Tainted light from the outside world streamed into the dark house through the broken walls and ceiling. A man I didn’t recognize lay on the floor, sprawled across the cracked tile. His cheek was smushed against the grout, his eyes drifting lazily across his dismembered home as his eyelids drooped, threatening to close at any given moment. His breaths were short and strained, his body twitching with each miserable quantity of frozen air that he inhaled. His clothes were tattered, and his hair looked as though it had not been brushed in months; on top of that, he was terribly malnourished.
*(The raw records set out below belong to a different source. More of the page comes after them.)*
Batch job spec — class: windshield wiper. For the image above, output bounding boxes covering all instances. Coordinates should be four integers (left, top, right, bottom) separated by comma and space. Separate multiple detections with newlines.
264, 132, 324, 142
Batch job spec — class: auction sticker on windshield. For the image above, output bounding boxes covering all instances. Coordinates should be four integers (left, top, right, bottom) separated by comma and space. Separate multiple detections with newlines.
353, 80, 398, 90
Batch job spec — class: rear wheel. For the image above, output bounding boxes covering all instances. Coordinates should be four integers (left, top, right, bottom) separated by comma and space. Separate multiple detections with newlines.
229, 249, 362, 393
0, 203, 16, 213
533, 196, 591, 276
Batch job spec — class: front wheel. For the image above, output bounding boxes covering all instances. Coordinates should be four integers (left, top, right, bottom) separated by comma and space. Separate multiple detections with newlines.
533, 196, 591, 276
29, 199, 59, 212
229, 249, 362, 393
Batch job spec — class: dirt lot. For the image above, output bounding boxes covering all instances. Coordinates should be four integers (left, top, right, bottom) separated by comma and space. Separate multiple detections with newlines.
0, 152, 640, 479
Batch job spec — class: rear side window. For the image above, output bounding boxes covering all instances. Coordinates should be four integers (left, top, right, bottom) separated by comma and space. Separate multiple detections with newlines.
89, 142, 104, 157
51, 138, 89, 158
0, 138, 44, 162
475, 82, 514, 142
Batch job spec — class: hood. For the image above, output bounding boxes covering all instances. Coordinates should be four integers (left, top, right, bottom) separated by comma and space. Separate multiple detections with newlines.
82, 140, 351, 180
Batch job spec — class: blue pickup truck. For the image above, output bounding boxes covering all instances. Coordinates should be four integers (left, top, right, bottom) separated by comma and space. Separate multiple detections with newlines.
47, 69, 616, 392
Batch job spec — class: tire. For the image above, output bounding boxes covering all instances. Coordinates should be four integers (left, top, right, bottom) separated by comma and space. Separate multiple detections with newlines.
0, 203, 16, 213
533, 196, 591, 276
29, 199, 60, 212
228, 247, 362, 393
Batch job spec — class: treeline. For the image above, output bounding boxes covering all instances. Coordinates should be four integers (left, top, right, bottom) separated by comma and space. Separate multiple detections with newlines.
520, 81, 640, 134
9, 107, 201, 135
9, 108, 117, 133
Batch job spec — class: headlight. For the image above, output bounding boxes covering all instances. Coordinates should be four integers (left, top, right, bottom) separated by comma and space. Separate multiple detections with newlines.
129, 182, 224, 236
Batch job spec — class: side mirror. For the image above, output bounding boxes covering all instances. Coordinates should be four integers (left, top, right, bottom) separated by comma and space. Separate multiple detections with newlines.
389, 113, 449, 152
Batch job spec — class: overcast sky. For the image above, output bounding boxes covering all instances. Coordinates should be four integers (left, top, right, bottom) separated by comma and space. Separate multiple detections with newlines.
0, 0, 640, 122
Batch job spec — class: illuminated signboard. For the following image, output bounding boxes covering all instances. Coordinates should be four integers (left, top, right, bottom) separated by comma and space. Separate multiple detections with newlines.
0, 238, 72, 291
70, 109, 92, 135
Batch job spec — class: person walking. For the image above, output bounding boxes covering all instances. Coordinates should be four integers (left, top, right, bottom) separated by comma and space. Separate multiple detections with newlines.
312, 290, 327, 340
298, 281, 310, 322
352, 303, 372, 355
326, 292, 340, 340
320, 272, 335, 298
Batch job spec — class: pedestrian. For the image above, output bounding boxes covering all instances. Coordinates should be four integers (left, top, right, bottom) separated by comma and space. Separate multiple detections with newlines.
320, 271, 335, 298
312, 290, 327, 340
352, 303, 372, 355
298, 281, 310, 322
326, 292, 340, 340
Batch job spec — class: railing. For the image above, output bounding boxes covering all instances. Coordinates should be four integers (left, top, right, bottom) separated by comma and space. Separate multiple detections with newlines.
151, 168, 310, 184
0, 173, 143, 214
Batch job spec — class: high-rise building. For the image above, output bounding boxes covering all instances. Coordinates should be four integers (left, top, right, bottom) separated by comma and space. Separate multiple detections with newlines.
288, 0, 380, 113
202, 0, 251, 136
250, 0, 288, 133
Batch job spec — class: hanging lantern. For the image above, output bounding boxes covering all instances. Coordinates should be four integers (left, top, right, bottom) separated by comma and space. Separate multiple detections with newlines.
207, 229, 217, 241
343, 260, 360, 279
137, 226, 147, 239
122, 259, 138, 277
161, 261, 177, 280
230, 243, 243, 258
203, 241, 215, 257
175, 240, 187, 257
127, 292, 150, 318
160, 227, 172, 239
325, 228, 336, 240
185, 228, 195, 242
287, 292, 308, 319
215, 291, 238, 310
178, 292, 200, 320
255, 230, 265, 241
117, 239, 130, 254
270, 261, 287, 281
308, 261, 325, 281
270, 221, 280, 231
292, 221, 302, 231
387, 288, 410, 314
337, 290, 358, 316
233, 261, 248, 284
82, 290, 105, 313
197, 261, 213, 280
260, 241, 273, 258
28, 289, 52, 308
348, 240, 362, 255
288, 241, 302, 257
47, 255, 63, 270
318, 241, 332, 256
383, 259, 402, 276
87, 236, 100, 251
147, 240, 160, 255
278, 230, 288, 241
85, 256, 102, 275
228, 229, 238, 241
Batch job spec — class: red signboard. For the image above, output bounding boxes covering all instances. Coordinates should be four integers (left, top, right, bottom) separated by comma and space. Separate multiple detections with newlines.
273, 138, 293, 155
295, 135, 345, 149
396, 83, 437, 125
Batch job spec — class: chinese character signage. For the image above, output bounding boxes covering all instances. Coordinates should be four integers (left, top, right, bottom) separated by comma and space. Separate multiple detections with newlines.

My father lay next to him, and I couldn’t hold back my horror. Upon processing the sight of him, I felt my veins ignite with fire, and I quickly pulled myself up high, climbing the wrecked wooden walls and making my way to the collapsed roof, finding a hole large enough for me to fit through. My blood pumped with so much urgency that I could hardly think; the only thing running through my brain was the frantic need to get over to my crippled father.
I sat down on the sloping roof, slipping my legs through the hole and gripping the splintered edge tightly with my hands. I closed my eyes and threw my weight forward, sliding smoothly into the hole. I dropped about five feet until I hit the floor, the impact throwing up a wave of ash and soot.
I looked up; my father was still lying there like a corpse. “Dad!” I screamed, running over to him and kneeling beside his nearly lifeless body. I trembled, my hands shaking as I tried to summon the courage to touch him. His long, curly hair was no more; parts of his scalp were bald, while others had small tufts of hair. He had lost so much weight that he was almost unrecognizable, the skin on his face stretched to the limit as it struggled to find the necessary means to cover his bones. His eyes hung, the once bright blue now replaced by a deathly gray. A trickle of blood came from his lip as he lie on his stomach, his weak eyes boring into the man next to him. He didn’t even seem to realize I was there—neither of them did.
“No,” my father moaned painfully, clutching his withered stomach with his emaciated arms. “Madelyn and I tried to find him, but we never got anywhere, and when she vanished, I just stopped looking…”
His companion nodded, grunting in discomfort as he tried to shift his weight and turn onto his side, only to find he couldn’t. “Well then, this is the end, isn’t it?” he whispered hopelessly.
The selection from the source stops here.